9OZONE

If you’ve ever witnessed large, white weather balloons flying off the side of the Mary Moody Northen theatre, then you’ve seen Gary Morris’ Tropospheric Ozone Project in motion.

The project, funded by the Capital Area Council of Governments and the Texas Commission on Environmental Quality, launches 16 balloons over the course of two ozone seasons to measure tropospheric ozone levels.

According to Paul Walter, a professor of physics, ozone is a gas that occurs naturally in the atmosphere as the result of high-energy light splitting apart O2 molecules and creating free-floating oxygen molecules. Those molecules then rebond with O2 molecules to form O3, or ozone.

But ozone levels have increased drastically due to urban pollution; in the troposphere, the lowest portion of the earth’s atmosphere, ozone is produced as a result of VOC’s or Volatile Organic compounds, reacting with the sunlight.

This contributes to the thick layers of smog that are seen over the city during the early morning hours, but is not just a problem for urban areas. Walter said that wind blows the ozone over to rural areas and is problematic for residents.

“You don’t want to breathe this stuff in,” Walter said. “It’s harmful to your lungs, and in terms of agriculture, it does damage the plants. It’s a highly reactive molecule and so then there’s billions of dollars of crops that aren’t as productive as they could’ve been because the leaves are getting damaged by ozone.”

Part of the project entails sending up equipment to measure the levels of ozone present in the atmosphere (that’s where the balloons come in) and the other part is analyzing the data.

The ozonesonde, the device attached to the balloon which measures the ozone levels and air pressure, transmits radio signals back to a ground receiver and the research team is then able to read the information collected on the computer.

All the data is accessible from a data repository on campus. The data is supposed to help the city identify days when ozone levels are especially high and what is causing them.

Originally, the project began at Rice University in Houston where Morris was teaching at the time. Morris said he noticed that there were almost no Houston natives studying ozone, the city’s main pollutant, and thought it was ironic.

“When I arrived in August of 2000, there was a large scientific campaign underway to do measurements all over town to understand the ozone pollution problem there…all these scientists from all over were coming from all over to study it. And so I decided to learn about ozone pollution.”

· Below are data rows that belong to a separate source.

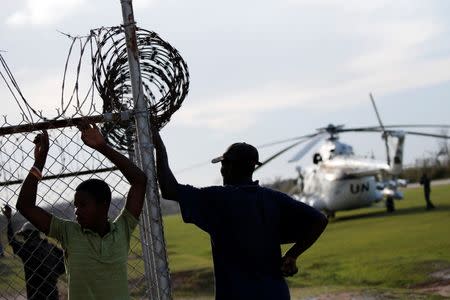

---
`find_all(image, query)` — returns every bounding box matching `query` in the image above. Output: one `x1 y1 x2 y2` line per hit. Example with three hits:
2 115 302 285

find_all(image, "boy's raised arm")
16 130 52 234
78 122 147 218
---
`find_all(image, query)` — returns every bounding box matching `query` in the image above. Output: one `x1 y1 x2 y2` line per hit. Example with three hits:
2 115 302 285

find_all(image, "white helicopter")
255 99 450 217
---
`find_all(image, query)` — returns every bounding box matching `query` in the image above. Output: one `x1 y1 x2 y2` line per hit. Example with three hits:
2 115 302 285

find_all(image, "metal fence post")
121 0 171 299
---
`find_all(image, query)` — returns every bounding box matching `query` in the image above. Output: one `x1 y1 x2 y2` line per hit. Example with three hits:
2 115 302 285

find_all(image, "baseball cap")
211 142 262 166
17 222 39 234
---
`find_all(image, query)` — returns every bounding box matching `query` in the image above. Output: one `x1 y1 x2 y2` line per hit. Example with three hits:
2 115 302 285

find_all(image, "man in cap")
154 132 327 300
2 205 65 300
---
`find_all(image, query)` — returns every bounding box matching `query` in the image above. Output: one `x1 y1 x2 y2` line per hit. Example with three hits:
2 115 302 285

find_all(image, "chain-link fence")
0 112 162 299
0 0 189 299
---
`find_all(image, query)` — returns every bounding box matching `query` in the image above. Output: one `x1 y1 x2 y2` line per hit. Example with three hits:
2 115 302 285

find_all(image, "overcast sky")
0 0 450 185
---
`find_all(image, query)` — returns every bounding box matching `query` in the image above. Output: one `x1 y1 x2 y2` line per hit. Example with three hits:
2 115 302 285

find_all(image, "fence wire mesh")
0 113 158 299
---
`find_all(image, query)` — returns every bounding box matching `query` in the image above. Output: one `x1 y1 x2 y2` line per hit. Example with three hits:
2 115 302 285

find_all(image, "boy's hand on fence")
2 204 11 220
33 130 49 171
77 122 106 150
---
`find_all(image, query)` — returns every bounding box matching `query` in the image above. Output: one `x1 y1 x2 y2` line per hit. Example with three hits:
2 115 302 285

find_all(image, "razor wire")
0 22 189 299
0 26 189 150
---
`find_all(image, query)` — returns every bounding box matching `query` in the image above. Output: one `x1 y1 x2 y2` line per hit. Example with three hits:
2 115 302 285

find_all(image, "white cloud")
349 19 443 73
133 0 157 9
174 51 450 132
6 0 86 25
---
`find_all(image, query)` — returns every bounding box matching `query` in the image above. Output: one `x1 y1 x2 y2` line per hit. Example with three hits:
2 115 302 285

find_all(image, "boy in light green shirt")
16 122 147 300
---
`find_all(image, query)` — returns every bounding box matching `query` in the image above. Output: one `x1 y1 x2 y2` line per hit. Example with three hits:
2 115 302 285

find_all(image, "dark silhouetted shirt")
177 182 322 300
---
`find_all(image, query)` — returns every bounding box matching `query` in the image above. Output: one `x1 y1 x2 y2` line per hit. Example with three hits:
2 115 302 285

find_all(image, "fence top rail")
0 110 131 136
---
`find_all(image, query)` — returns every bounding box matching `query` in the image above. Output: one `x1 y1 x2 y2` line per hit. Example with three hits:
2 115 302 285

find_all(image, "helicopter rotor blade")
256 133 317 149
288 134 325 162
369 93 391 166
255 133 319 171
342 127 450 139
404 131 450 139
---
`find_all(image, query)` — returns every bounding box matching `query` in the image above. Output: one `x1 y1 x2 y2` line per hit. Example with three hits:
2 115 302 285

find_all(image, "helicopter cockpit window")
330 149 336 159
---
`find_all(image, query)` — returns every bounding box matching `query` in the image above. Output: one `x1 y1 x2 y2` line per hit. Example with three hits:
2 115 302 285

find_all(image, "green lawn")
164 185 450 298
0 185 450 299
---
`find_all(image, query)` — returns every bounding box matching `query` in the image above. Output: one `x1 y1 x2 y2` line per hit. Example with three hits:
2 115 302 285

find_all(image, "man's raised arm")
16 131 52 234
78 122 147 218
153 130 178 201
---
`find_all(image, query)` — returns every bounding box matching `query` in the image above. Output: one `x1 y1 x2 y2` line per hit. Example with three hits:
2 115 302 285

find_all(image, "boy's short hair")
75 178 111 205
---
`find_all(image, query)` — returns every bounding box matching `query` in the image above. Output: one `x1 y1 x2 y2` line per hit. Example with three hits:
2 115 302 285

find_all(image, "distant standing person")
420 173 434 209
2 205 65 300
154 132 328 300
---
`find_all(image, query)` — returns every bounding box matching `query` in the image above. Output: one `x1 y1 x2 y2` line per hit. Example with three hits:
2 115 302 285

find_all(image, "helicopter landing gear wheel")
386 197 395 212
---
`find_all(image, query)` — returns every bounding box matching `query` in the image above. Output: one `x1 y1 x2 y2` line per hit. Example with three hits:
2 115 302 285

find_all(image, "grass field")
0 185 450 299
165 185 450 299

After having hosted more than 750 flights throughout various cities in Texas, other parts of the United States and even Chile and Japan, Morris brought the project to St. Edward’s, where he and a team of students and faculty facilitate launches and track the city’s ozone levels.

Morris said that although pollution from the city contributes to high ozone levels in Austin, a lot of it can be accounted for by looking at ozone blown over from other cities.

Valeria Gonzalez, a senior mathematics major who is helping on the project said that the group even tracked ozone coming from a fire in Houston.

“It’s interesting to see where the ozone is coming from,” Gonzalez said.

Gonzalez helps Walter for part of a research hour credit. Her job is to help discern where the ozone came from by tracing the trajectory of air patterns. She said that she was glad to be part of the project because it is unique. Ozone levels generally aren’t studied closely in Austin.

“It’s something that hasn’t been looked at in Austin at all. I’m really happy that St. Edward’s provides these opportunities for research,” Gonzalez said. “The quality of the research is something that you wouldn’t expect at the undergraduate level. I am really impressed.”